Based on the “proximal gradient pairing” theory, this study focuses on two heterogeneous pairing methods: high-medium and medium-low. By comparing the potential effects of high-low pairing, it clarifies the moderating role of pairing methods on learning outcomes. In high-medium pairings, high-ability students internalized knowledge by explaining programming logic to their medium-ability peers, while medium-ability students received targeted support within their Zone of Proximal Development. Both groups achieved synergistic improvement in algorithmic thinking and problem-solving skills—a finding consistent with Denner et al.’s research on cognitive complementarity in P-P. Medium-low pairings also demonstrated positive effects. Medium-ability students significantly enhanced their sense of responsibility and self-confidence while serving as “navigators.” Low-ability students, guided progressively by their peers, reduced reliance on teachers, gradually overcame “copy-paste” learning patterns, and effectively alleviated previous programming-related frustrations.

In summary, the quality and frequency of collaborative interactions in the high-low pairing group were markedly lower than those in the high-medium and medium-low pairing groups. High-low pairings often suffer from collaborative imbalance due to excessive ability gaps. Low-ability students tend to become passive observers with minimal substantive participation, while high-ability students experience learning fatigue from frequent waiting and repetitive explanations. This validates Webb’s “ability gap threshold theory”—when the ability disparity between partners exceeds a reasonable range, communication efficiency drops significantly, and collaborative outcomes become less effective than those achieved in near-gradient pairings.

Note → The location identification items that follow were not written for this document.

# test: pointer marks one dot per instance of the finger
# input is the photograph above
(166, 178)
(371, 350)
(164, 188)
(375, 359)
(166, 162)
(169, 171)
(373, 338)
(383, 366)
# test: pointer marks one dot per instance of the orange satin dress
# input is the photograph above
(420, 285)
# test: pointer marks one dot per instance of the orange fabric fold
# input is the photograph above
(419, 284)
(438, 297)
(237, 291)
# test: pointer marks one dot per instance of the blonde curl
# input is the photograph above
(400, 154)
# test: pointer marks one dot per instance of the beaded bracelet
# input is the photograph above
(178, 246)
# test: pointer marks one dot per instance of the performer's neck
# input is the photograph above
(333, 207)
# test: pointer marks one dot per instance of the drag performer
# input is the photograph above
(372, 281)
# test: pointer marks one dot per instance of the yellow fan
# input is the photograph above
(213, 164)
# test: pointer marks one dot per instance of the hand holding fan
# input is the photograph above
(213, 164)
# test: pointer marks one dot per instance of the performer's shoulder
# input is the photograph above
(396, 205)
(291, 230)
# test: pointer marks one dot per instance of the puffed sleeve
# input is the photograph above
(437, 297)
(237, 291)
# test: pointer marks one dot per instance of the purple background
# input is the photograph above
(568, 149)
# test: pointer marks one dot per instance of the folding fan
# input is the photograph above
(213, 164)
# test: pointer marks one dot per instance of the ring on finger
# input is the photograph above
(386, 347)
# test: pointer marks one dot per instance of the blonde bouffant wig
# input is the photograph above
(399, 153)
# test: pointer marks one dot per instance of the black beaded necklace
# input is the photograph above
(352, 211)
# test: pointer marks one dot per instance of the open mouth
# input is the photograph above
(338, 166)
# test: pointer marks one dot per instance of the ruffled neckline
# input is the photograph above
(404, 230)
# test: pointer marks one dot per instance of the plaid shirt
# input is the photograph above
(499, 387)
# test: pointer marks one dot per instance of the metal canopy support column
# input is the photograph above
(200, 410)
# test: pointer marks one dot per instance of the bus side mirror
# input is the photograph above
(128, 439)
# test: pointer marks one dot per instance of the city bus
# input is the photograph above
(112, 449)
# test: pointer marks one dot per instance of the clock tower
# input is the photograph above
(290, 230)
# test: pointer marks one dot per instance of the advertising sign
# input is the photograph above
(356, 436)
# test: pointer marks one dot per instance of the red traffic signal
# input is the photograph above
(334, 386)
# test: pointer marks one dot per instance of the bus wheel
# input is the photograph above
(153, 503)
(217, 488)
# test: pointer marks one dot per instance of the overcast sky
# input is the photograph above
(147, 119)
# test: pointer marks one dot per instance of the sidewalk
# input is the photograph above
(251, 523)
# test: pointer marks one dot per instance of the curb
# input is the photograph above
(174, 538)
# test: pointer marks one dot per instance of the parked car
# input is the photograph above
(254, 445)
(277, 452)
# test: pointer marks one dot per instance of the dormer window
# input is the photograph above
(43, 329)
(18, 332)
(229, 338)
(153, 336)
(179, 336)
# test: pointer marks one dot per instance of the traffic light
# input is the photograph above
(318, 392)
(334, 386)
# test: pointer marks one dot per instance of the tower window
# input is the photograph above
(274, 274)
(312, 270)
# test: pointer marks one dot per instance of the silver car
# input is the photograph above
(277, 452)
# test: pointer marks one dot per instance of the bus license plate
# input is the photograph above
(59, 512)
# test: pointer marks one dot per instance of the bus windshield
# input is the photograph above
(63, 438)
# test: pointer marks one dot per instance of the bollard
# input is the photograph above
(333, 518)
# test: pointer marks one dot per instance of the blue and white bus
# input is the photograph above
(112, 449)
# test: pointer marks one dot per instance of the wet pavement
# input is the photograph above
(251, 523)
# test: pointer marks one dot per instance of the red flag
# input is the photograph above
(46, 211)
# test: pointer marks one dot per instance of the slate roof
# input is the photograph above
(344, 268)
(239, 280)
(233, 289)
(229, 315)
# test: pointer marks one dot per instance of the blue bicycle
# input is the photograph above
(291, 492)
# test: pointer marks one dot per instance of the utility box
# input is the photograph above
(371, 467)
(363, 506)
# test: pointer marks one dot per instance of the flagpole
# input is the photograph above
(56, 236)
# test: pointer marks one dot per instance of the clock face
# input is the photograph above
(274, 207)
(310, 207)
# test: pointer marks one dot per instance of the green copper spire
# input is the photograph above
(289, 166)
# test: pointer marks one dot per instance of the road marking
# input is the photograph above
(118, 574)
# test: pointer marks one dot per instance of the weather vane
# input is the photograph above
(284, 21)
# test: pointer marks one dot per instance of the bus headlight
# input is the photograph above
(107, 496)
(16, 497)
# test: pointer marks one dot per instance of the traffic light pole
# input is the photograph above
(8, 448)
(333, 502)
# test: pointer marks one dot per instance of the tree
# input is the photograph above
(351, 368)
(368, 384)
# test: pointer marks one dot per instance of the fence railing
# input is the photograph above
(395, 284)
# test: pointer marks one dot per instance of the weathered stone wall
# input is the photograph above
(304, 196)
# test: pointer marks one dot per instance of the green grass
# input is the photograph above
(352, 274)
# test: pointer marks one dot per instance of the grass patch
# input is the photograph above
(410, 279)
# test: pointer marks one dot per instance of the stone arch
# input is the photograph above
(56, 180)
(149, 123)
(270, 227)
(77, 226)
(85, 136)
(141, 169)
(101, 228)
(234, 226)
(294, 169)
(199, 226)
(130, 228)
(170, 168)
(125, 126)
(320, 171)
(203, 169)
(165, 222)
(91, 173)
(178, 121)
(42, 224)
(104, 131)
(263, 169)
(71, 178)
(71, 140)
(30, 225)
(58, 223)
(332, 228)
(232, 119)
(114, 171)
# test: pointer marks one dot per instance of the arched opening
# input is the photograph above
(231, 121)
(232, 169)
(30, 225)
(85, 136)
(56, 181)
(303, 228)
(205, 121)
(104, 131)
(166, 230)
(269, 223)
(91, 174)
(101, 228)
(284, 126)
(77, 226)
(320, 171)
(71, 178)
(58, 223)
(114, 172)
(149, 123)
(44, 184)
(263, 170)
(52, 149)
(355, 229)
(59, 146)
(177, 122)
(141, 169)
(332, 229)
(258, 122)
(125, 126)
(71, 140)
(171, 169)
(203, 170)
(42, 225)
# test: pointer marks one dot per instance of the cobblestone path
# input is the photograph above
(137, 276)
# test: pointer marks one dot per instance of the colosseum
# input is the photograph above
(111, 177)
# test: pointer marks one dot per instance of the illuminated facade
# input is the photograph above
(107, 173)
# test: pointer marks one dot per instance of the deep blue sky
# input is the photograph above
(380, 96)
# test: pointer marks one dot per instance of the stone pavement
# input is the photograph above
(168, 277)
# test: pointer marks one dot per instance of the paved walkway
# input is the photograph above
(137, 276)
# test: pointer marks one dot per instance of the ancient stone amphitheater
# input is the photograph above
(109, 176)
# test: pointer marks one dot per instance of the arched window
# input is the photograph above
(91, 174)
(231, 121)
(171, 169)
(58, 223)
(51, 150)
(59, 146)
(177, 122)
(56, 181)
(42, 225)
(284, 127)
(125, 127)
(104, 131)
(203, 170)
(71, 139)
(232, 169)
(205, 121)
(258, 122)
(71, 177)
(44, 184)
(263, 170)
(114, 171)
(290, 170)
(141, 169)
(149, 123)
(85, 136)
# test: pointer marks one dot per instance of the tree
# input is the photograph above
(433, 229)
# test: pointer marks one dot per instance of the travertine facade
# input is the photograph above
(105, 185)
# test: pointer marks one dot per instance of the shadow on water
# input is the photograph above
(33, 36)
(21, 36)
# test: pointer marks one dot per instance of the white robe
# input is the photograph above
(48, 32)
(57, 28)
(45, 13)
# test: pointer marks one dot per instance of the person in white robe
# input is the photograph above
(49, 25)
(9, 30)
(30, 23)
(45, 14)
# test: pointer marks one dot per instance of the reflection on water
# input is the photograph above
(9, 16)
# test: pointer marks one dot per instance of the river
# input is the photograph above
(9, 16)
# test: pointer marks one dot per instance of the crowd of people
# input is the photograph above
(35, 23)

2) Differences in Learning Outcomes Resulting from Pairing Partners’ Cognitive Style Variability

Scholar Li (2022b) argues that the effectiveness of P-P is not solely determined by ability levels; non-ability factors such as learning styles and partnership dynamics are equally crucial. In this study, the author also examined learning outcome variations stemming from these characteristics.

Prior to formal teaching implementation, the author expressed concern about whether “field-independent” students could adapt to the paired programming learning environment. This stemmed from observations that in traditional collaborative learning settings involving groups of 3 - 4 students, field-independent learners often struggled to integrate into teams and tended to become passive observers in collaborative processes. However, teaching practice demonstrated that in paired programming, field-independent students actively engaged in programming activities and collaborated effectively with their partners. Thus, the learning environment constructed around P-P principles provides an excellent setting and opportunity for cultivating the collaborative skills of field-independent learners.

Additionally, teaching practice confirmed that during the pairing process in P-P, the cognitive style gap between partners should not be too large. While adhering to the principle of “heterogeneous grouping,” it is crucial to maintain “moderate gradation and appropriate differences.” Directly pairing field-independent and field-dependent students often leads to mutual distrust, resulting in low collaboration effectiveness and undermining the original objectives of organizing P-P instruction.

3) Summary

In summary, the effectiveness of P-P largely depends on the scientific matching of partners. While programming ability was the primary consideration during initial pairings in this study, subsequent research suggests that adjustments should also appropriately account for the influence of students’ learning styles and social characteristics. Some empirical studies suggest optimal pairing weightings of: programming ability (50%), learning style (30%), and social characteristics (20%). This weighting distribution was also referenced in the second and third iterations organized by the author (Demir & Seferolu, 2021). Teaching practice confirms that, based on collected data regarding students’ programming ability, learning style, and social dimensions, pairing parameters can be calculated for each student using these weighting indicators. Subsequently, student pairings are arranged according to the proximity gradient matching principle, using these pairing parameter values as the foundation.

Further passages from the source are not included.